High-performance C/C++ inference engine. Runs GGUF-quantized models and can split MoE layers across CPU and GPU, making it possible to serve large models (100B+) on consumer hardware.

# Build from source with CUDA support (compiles for your GPU automatically)
git clone https://github.com/ggml-org/llama.cpp.git
cd llama.cpp
cmake -B build -DGGML_CUDA=ON
cmake --build build --config Release -j$(nproc)

Note: The build compiles CUDA kernels for the GPU(s) detected on your machine. This takes several minutes but only needs to be done once. If you change GPUs, rebuild.

# Start the server with CPU/GPU MoE split
# Replace <model.gguf> with the path to your GGUF file
llama.cpp/build/bin/llama-server \
    -m <model.gguf> \
    --n-gpu-layers 999 \
    --n-cpu-moe <N> \
    -c 0 --flash-attn on \
    --jinja \
    --host 0.0.0.0 --port 8502 --api-key "dummy"

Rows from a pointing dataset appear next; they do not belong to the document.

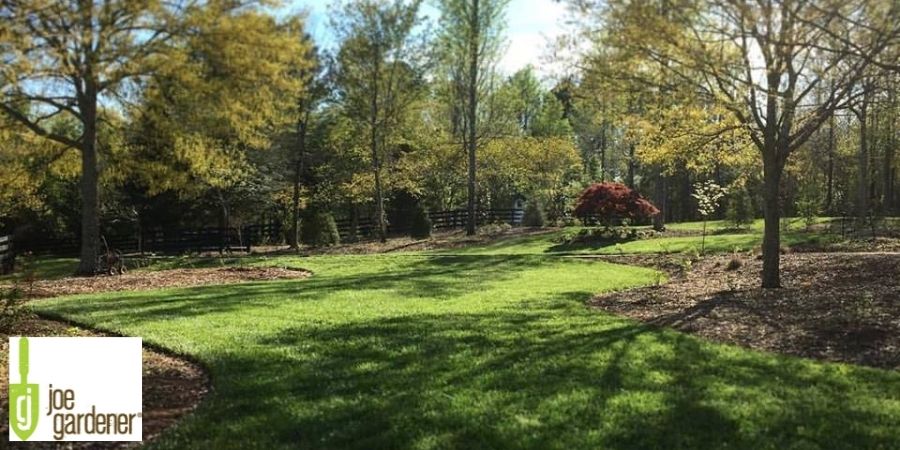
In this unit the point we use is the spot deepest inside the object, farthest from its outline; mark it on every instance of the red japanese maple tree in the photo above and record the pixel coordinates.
(609, 201)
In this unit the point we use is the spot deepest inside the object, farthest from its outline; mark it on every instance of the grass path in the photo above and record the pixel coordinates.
(428, 352)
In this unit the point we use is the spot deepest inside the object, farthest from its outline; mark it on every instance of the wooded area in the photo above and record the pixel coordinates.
(122, 116)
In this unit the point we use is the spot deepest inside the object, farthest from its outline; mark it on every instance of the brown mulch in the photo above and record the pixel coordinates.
(834, 306)
(172, 387)
(143, 280)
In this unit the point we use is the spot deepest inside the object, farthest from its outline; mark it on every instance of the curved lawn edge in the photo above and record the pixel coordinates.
(470, 352)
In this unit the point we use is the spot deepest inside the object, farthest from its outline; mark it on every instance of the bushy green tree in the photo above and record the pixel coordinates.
(318, 229)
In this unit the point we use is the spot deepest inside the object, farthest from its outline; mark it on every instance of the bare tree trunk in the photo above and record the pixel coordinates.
(829, 176)
(631, 166)
(771, 276)
(603, 145)
(659, 220)
(888, 174)
(294, 238)
(862, 155)
(376, 162)
(90, 197)
(472, 114)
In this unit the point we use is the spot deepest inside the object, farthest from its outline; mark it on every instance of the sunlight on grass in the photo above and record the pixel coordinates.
(430, 352)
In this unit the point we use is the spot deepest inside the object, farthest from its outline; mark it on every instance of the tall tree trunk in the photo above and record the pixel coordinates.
(659, 220)
(298, 174)
(888, 164)
(376, 161)
(829, 175)
(90, 197)
(474, 45)
(603, 145)
(772, 171)
(862, 155)
(631, 166)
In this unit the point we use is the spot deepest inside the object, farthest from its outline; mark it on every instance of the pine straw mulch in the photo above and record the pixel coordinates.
(144, 280)
(834, 306)
(172, 387)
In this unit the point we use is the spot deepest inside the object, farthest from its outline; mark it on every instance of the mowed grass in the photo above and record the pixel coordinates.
(552, 243)
(471, 352)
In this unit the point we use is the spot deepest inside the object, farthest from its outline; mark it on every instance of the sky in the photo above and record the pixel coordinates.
(531, 24)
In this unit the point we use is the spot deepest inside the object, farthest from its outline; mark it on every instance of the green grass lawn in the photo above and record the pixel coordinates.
(550, 243)
(429, 352)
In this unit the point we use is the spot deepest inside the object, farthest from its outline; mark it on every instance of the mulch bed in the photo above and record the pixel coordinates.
(834, 306)
(172, 388)
(144, 280)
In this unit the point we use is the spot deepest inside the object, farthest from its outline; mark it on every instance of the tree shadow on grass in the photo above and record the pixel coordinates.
(525, 380)
(436, 277)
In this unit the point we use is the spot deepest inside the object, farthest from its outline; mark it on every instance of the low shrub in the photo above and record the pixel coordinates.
(613, 201)
(734, 264)
(12, 309)
(534, 215)
(318, 229)
(420, 224)
(493, 229)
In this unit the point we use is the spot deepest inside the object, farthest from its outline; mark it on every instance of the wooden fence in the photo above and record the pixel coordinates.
(181, 240)
(216, 239)
(7, 255)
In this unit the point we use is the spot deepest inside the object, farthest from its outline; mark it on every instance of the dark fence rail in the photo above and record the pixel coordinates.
(180, 240)
(440, 220)
(7, 255)
(216, 239)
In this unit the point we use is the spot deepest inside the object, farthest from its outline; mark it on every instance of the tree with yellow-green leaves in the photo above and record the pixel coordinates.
(226, 91)
(763, 63)
(380, 73)
(66, 58)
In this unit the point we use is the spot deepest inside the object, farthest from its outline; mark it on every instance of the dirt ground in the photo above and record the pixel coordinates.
(143, 280)
(172, 387)
(834, 306)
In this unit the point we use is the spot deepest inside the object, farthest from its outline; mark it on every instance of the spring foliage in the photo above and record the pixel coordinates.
(612, 201)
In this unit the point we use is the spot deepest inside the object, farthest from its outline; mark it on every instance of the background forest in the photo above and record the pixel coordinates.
(124, 117)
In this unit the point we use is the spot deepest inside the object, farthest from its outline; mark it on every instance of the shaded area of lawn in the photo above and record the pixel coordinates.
(479, 352)
(551, 243)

See the Models section for complete, copy-paste run commands.

The server exposes an OpenAI-compatible API, so any OpenAI client library can connect to it.

from openai import OpenAI

client = OpenAI(
    base_url='http://localhost:8502/v1',
    api_key='your-api-key',
)

response = client.chat.completions.create(
    model='model-name',
    messages=[
        {'role': 'system', 'content': 'You are a helpful assistant.'},
        {'role': 'user', 'content': 'Hello!'},
    ],
    temperature=0.7,
)

print(response.choices[0].message.content)

Key server flags¶

Flag	Purpose
`-m`	Path to the GGUF model file
`--n-gpu-layers`	Number of layers to offload to GPU (`999` = all non-MoE layers)
`--n-cpu-moe`	Number of MoE blocks to keep on CPU (e.g. `36` = all MoE on CPU)
`-c`	Context length (`0` = model maximum)
`--flash-attn`	Enable flash attention
`--host` / `--port`	Server bind address and port
`--jinja`	Enable Jinja chat templates (required for harmony and similar formats)
`--api-key`	API key for authenticating requests

CPU/GPU MoE split explained¶

Mixture-of-Experts models have two types of layers: attention layers (small, benefit from GPU) and MoE/expert layers (large, run well on CPU). The --n-cpu-moe flag controls how many MoE blocks stay on CPU:

Config	VRAM usage	Generation speed
`--n-cpu-moe 36` (all MoE on CPU)	~5-8 GB	~18-25 tok/s
`--n-cpu-moe 28` (8 MoE on GPU)	~22 GB	~25-31 tok/s

This makes it possible to run a 120B parameter model with as little as 8 GB of VRAM and 64 GB of system RAM.